空を食い破って出てくる化け物…バーテックスだ。
園子「大変だ、バーテックスがここにまでッ!?。」
慌てて起きた園子は、外に駆け出して行く。
現れたバーテックスは黒い星屑…怨嗟の星屑達。
そして、それらが一挙に集まって融合し始める。
この感覚は知っている…大物が出てくる。
そこへ、ソラ達が慌ててやってくる。
ソラ「な…何ですかあれはッ!?。」
園子「バーテックスだよ、私たちの世界を一度滅ぼした怪物ッ!。ソーちゃん達は街の人をできるだけ多く逃して!?。」
鷹夜「お前はどうすんだよッ!?。」
園子「私はあの合体しようとしている大型を倒すよ〜?。大丈夫、何度も戦ってきた相手だし…私の方が適任だから…。」
勇者装束を纏い、飛び出す園子。
ソラ達は園子の言いつけ通り、変身して街へと向かう。
やがて、集まった怨嗟の星屑は合体して牡牛座のシン・バーテックス「シン・サジタリウス」へと進化する。
園子「…やっぱり、世界が繋がった影響でここにまでバーテックスが来るなんてね〜…樹海化警報も、向こうの電波を拾ってるのかな…まぁ良いや、とりあえずコイツを倒さないと…!!。」
槍を構える園子、先手を打ってきたのはシン・サジタリウス。
無数の針を放ち、ミサイルのように誘導する。
園子「おっかしいな…針はわかってたけど誘導なんて能力はついてなかったと思うんだけどな…!。」
槍を展開させて防御しながら接近。
届く距離まで近付いて、遠隔操作で分離した槍を自在に操る。
槍の直撃を受けて、シン・サジタリウスは地面に叩きつけられる。
園子(うん、このバーテックス…やっぱり、変異種かな…私がこっちに飛ばされる前に現れた黒い星屑が出てきたし…もしかして…。)
周囲を見る園子。
怨嗟の星屑は次々と、ソラシド市に襲来してくる。
戦闘の音が鳴り響く、その正体は変身したソラ達。
バーテックスとの戦いは初めての彼女達だが、今は任せるしかない。
園子「ソーちゃん達なら大丈夫だよね。早いところ、こっちを何とかすれば…!。」
駆け出す園子。シン・サジタリウスの体が発光する。
園子「…何か仕掛けてくるね…!?。」
槍を束ねてシールドを形成する園子。身体の発光が止まると同時に音速に近い、巨大な針を放つ。
そのあまりの速度に、思わず驚く園子。
ほんの少しのその動揺が、シールドの堅牢さに障害が出た。
真っ向からぶつかるそれは、シールドを打ち破って園子を打ち上げる。
精霊バリアのおかげで貫通はしなかったが、脇腹に突き刺さった針は甚大なダメージを与えた。
地面に落ちる園子。激痛に、思わず声を上げる。
園子「あぐっ…ッ…や……やっちゃった……。」
とめどなく流れる血。致命傷ではないが、動きに支障が出る。
園子(…情けないな…普段ならこんなドジ踏まないのに…アハハ、精神状態に作用されるって本当なんだね…。)

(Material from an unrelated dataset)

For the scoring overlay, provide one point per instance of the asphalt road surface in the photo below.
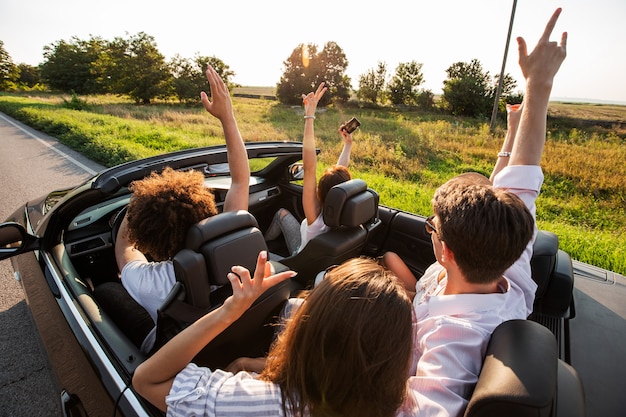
(31, 165)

シン・サジタリウスは2射目を撃とうと、再チャージを始める。
動けない園子に迫るは、確実な死。
その光は、どこか優しく感じた。
園子(…ごめんね〜、みんな…ここでリタイアみたい。悩んで終わるくらいならせめて…笑いながら…また会えそうだね…ミノさん…。)

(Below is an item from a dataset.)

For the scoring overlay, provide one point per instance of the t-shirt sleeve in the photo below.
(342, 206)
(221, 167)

諦めた表情をする園子は、穏やかそうな表情で目を閉じる。
放たれた音速の針。それは、園子の身体の中心を捉えていた。
その時…。
「開け、次元の門ッッ!!。」
園子の目の前に降り立つのは、キュアスレイヤー。
巨大な剣が、針を弾く。
スレイヤー「ドラゴンブレイカーッッ!!。」
園子「こ…洸…!?。」
スレイヤー「馬鹿野郎!何やってんだお前ッ!!。死ぬところだったぞッ!?。」
園子「…アハハ、そうだね〜…。」
力無く笑う園子、しかしスレイヤーは怒りの表情をする。
スレイヤー「なんでも1人で背負い込むんじゃねェッッ!。こんなやばいの、何人かでやらねェと無事じゃすまねェのはわかってたろッ!?。」
園子「…ごめん…。」
スレイヤー「園子、昨日の続きだけどな?。俺は復讐の鬼だ。だから、「劇団」の野郎達をぶち殺せるなら何だってする…けど、それでも…俺は仲間を、友達を無碍にはしたくねェ。だから、友達の窮地は絶対に見逃したくねェ。そんなことするくらいなら、復讐なんて諦める。」
ドラゴンバスターを天に掲げ、周辺の次元が歪む。
スレイヤー「人間は1人じゃ生きていけねェ、だからお前もそうなんだ。お前はすげェ奴だよ、俺らと同じ歳でも見てる世界がまるで違う。けどな、たまには…誰かに縋ってもいいんじゃねェのか?。1人で悩むくらいなら、打ち明けて楽になりゃいい。だって俺たちは…友達だろ?。」
その一言だけ言って、スレイヤーは次元を切り裂く大剣をシン・サジタリウスに叩き込む。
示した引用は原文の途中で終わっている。